= Francis Stuart (sailor) =

Sir Francis Stuart (1589 – 1635) was a Scottish sailor, aristocrat, member of Parliament and courtier.

==Early years==
He was born at Donibristle in Fife, Scotland, the son of James Stewart, 2nd Earl of Moray and Elizabeth Stuart, 2nd Countess of Moray. Francis Stuart was educated at Christ Church, Oxford with an annuity of £200 from King James.

==Anne Gunter==
At Oxford he was involved in the investigation of Anne Gunter's accusations of witchcraft against Elizabeth Gregory. He gave evidence in February 1606 in the Star Chamber of witnessing Anne loosen her clothing for dramatic effect. Stuart was asked if Gunter's breath smelled unusual, and he answered that "he did always observe in her fits that her breath had a very strange smell, as if she had taken compound drinks."

In 1603 his sister Margaret married the Admiral Charles Howard, Earl of Nottingham. Francis was knighted in 1610, at the creation of Prince Henry as Prince of Wales. He joined the navy. In 1614 William Cavendish recommended his full naturalization in Parliament.

In October 1615 he was involved in an affair which displeased the king. Sir Thomas Howard, Master of Prince Henry's Horse, sent him a letter bordering on sedition, which was delivered by Stuart and William Ramsay, a servant of the king's bedchamber, to Viscount Haddington.

At the funeral of Anne of Denmark in May 1619 Stuart carried the banner of the Goths.

==Spanish Match==
He was sent to Spain in May 1623 during the Spanish Match to carry the patent to make George Villiers Duke of Buckingham and Earl of Coventry. Stuart received £200 for this voyage. He sailed in the St George and the Antelope. Stewart made an account of his expenses in this voyage.

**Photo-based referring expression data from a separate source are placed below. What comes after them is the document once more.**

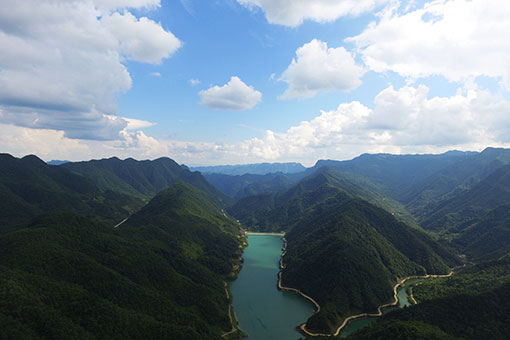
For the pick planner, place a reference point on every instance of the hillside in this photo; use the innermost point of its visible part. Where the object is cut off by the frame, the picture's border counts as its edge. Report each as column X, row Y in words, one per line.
column 470, row 205
column 141, row 179
column 282, row 211
column 347, row 257
column 254, row 169
column 466, row 307
column 489, row 238
column 241, row 186
column 29, row 187
column 64, row 275
column 431, row 194
column 396, row 174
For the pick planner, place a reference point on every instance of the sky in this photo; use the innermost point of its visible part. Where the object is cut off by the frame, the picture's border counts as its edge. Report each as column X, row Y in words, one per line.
column 209, row 82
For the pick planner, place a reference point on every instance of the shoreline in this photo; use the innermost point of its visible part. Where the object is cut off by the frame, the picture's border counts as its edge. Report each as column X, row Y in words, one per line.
column 281, row 287
column 379, row 309
column 263, row 234
column 400, row 282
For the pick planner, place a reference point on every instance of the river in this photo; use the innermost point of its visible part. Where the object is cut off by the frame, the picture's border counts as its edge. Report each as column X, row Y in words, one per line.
column 360, row 323
column 263, row 311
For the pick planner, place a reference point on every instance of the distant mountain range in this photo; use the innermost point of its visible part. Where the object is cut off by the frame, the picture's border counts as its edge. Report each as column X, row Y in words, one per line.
column 253, row 169
column 136, row 249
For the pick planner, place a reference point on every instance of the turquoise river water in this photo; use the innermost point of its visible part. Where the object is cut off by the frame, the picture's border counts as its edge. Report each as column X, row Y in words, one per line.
column 263, row 311
column 266, row 313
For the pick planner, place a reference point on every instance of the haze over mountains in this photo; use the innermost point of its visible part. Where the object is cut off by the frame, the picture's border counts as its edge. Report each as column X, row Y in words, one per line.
column 141, row 249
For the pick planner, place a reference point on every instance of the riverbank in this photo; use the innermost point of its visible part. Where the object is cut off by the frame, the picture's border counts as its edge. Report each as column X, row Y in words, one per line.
column 400, row 282
column 281, row 287
column 264, row 234
column 265, row 312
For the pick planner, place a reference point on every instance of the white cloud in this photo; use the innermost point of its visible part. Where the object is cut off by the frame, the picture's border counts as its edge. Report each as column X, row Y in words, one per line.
column 458, row 39
column 194, row 82
column 141, row 39
column 294, row 12
column 403, row 120
column 319, row 68
column 235, row 96
column 63, row 68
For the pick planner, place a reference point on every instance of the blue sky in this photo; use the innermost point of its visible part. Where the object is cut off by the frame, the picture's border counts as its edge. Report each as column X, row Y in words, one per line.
column 245, row 81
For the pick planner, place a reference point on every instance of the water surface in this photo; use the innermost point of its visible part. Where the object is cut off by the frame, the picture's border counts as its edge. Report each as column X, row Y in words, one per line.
column 263, row 311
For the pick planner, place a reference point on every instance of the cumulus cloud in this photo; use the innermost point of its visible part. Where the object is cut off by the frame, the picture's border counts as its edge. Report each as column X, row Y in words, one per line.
column 293, row 12
column 235, row 96
column 458, row 39
column 403, row 120
column 194, row 82
column 319, row 68
column 63, row 68
column 141, row 39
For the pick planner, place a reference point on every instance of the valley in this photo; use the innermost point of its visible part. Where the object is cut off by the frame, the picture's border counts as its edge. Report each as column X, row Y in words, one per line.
column 152, row 249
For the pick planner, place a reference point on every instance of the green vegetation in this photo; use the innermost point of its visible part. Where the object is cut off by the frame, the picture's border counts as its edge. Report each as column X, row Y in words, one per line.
column 400, row 330
column 29, row 187
column 141, row 179
column 274, row 212
column 64, row 275
column 472, row 304
column 473, row 280
column 347, row 257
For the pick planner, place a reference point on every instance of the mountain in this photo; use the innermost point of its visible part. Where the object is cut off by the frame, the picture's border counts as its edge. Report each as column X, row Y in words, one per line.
column 401, row 330
column 473, row 304
column 488, row 238
column 159, row 275
column 57, row 162
column 241, row 186
column 423, row 198
column 254, row 169
column 396, row 174
column 467, row 206
column 281, row 211
column 348, row 255
column 29, row 187
column 141, row 179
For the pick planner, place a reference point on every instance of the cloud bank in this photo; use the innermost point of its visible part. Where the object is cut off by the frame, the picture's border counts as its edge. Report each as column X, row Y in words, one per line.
column 63, row 68
column 457, row 39
column 319, row 68
column 293, row 12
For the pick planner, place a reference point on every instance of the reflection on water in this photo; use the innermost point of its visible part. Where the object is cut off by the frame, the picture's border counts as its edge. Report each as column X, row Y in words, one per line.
column 263, row 311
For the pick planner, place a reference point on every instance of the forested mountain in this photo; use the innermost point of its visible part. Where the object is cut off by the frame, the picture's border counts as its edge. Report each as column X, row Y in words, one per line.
column 282, row 211
column 250, row 185
column 159, row 276
column 347, row 257
column 141, row 179
column 488, row 238
column 396, row 174
column 470, row 205
column 254, row 169
column 430, row 195
column 66, row 272
column 29, row 187
column 471, row 305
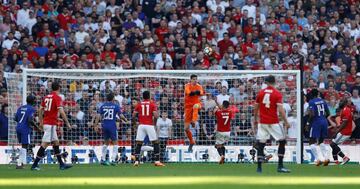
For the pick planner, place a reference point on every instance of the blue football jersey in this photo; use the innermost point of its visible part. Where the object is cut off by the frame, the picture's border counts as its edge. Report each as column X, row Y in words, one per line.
column 22, row 117
column 108, row 112
column 319, row 108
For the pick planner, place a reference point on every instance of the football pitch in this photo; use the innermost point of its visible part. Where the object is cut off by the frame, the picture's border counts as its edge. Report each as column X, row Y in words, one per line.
column 185, row 175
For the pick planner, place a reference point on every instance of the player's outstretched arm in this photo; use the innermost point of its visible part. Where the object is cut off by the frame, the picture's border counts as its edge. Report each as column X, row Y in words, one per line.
column 64, row 117
column 96, row 123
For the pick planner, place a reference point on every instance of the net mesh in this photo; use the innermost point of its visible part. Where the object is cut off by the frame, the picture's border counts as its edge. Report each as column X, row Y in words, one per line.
column 83, row 93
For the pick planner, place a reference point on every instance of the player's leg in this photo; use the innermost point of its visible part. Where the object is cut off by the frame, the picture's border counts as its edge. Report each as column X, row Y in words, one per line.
column 163, row 143
column 187, row 122
column 323, row 147
column 44, row 144
column 56, row 148
column 140, row 135
column 336, row 151
column 150, row 131
column 115, row 146
column 313, row 141
column 278, row 132
column 262, row 136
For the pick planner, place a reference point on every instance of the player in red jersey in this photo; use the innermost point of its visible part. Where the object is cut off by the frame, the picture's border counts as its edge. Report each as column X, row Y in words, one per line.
column 48, row 117
column 343, row 131
column 268, row 103
column 222, row 136
column 146, row 111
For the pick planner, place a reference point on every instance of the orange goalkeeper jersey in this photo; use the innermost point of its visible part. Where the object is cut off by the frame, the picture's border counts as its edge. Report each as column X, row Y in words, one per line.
column 191, row 100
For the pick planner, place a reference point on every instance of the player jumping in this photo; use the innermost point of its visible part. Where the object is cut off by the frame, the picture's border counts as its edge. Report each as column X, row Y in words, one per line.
column 146, row 111
column 344, row 131
column 268, row 103
column 318, row 112
column 223, row 118
column 48, row 117
column 25, row 121
column 193, row 91
column 108, row 112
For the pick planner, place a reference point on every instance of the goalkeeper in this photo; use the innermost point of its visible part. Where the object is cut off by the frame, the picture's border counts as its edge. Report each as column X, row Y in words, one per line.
column 193, row 91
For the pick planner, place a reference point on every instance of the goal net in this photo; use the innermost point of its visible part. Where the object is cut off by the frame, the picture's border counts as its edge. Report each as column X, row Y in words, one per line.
column 84, row 91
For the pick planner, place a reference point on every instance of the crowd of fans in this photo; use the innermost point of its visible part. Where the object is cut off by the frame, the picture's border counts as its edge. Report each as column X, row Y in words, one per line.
column 321, row 37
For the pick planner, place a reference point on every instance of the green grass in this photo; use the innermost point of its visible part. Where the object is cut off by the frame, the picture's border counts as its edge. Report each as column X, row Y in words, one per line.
column 176, row 176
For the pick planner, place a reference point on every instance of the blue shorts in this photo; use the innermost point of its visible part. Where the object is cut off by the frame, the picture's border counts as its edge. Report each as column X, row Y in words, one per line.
column 110, row 133
column 319, row 129
column 23, row 137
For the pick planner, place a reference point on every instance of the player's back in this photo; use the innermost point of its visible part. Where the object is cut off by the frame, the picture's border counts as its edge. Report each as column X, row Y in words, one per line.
column 191, row 100
column 268, row 99
column 223, row 117
column 108, row 112
column 51, row 104
column 145, row 111
column 319, row 108
column 23, row 114
column 347, row 114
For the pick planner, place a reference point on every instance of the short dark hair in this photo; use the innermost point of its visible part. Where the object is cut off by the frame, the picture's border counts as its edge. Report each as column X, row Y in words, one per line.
column 146, row 95
column 55, row 86
column 226, row 104
column 193, row 76
column 270, row 79
column 110, row 96
column 30, row 100
column 314, row 93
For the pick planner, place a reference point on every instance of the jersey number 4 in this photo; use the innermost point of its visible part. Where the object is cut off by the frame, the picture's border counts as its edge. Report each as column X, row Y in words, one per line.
column 266, row 100
column 145, row 110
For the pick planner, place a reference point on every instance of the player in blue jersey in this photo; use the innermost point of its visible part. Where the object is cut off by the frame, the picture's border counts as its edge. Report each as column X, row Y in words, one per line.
column 25, row 121
column 318, row 113
column 108, row 113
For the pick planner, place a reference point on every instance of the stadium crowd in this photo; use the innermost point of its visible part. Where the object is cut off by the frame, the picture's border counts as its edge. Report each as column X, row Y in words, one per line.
column 322, row 37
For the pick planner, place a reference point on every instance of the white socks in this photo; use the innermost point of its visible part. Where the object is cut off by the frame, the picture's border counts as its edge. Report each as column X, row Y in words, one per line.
column 314, row 151
column 22, row 157
column 115, row 153
column 323, row 151
column 103, row 153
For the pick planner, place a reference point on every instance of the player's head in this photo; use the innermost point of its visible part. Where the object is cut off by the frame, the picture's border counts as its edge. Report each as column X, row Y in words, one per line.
column 146, row 95
column 30, row 100
column 314, row 93
column 110, row 97
column 193, row 78
column 226, row 104
column 343, row 102
column 270, row 80
column 55, row 86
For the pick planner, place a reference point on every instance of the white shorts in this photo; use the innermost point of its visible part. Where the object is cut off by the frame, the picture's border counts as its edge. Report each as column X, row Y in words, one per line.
column 265, row 130
column 222, row 137
column 340, row 138
column 144, row 130
column 50, row 134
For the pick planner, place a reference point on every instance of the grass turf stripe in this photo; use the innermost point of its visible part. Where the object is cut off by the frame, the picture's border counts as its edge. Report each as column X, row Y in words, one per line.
column 148, row 181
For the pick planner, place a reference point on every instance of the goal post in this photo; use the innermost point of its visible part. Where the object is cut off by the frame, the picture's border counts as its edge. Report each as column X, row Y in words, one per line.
column 83, row 92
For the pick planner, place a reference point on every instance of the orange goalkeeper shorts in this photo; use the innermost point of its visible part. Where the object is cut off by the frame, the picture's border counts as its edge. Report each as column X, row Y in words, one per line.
column 192, row 113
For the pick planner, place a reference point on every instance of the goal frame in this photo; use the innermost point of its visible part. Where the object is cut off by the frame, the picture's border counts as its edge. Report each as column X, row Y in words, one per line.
column 27, row 72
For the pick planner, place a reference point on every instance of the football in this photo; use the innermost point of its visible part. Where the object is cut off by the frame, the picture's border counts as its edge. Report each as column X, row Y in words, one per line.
column 208, row 51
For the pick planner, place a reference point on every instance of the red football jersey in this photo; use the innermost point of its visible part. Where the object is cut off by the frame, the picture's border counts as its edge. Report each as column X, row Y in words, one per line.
column 51, row 105
column 223, row 118
column 346, row 114
column 268, row 100
column 145, row 110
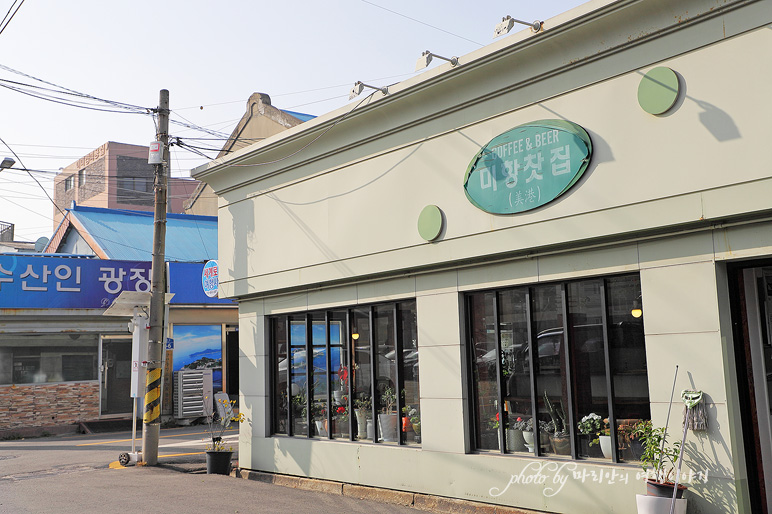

He brought a parcel of jewels for Prince Charles, many of which had belonged to Anne of Denmark. These included; the jewelled sword given to Prince Henry during the masque Tethys' Festival; the "Portugal diamond"; the "Cobham pearl"; jewelled head attires; and a ring with a diamond frog and a ruby set in its head. King James had second thoughts about sending this jewellery. He wrote to Buckingham that Stuart was bringing a box of jewels including a pearl necklace that he had given to "poor fool Kaite". Four head dresses brought by "Franke Stewarte" would be too precious and were "not fit for a subject", and they should give one to the Queen of Spain, or bring all of these pieces "hoame again". The "Portugal diamond" was returned to England.

==Court and the Navy==
Stuart was present at the private burial of King James at midnight on 5 May 1625 with the Earl of Kellie and Robert Gordon of Gordonstoun.

In July 1625 he sailed to the Mediterranean with the Lion and Rainbow to combat Turkish pirates. On 2 July 1625 he wrote to Sir John Coke to address the problem of deserters. It was a risk to send men ashore for fresh water. Sir James Bagg of Saltram House, an admiralty official at Plymouth resented his apparent influence at court, and said he was a "demi-god" aboard the Lion.

In April 1626 Charles I discharged Francis from court. The Earl of Pembroke was asked to give him the news but spoke in his favour to the king, saying that King James had loved him as well as any in the court of England.
An incident in July 1627 near the Azores where Francis avoided a Spanish fleet in conditions of poor visibility was widely reported. That same year (and undoubtedly part of the same voyage) Stewart commanded the ship Hector as part of the Earl of Warwick's privateering mission to the Spanish West Indies.

There is evidence of his interest in science. According to John Aubrey, Sir Robert Moray presented observations on comets to the Royal Society made by Thomas Harriot, which he had heard from Sir Francis.

John Cleland dedicated a section of his conduct book Ero-paideia (1607) to Francis and John Stuart, a son of the Duke of Lennox.

Ben Jonson dedicated the 1619 edition of the play Epicœne, or The silent woman to Francis, who had defended the play from charges of libel brought by Arbella Stuart in 1610. It had been suggested that a reference to a Prince of Moldavia in the play reflected on her plans for marriage to an imposter.

Francis Stuart died unmarried in Chelsea in 1635. His house was leased from his sister, the Countess of Nottingham. He had borrowed £600 from Agrippina Gilborne, the wife of Sir Richard Bingley (d. 1626), Surveyor of the King's Ships.

According to his will, he had a daughter, Frances, with Mrs Cecily Reyman. Cecily Reyman was perhaps a daughter of Devenish Rayman or Ryman of Apuldram and his wife Anne Cox, who was the daughter of John Cox, a steward to the Earl of Nottingham. Cecily Ryman later married Bryan Bickley of Chidham, Sussex.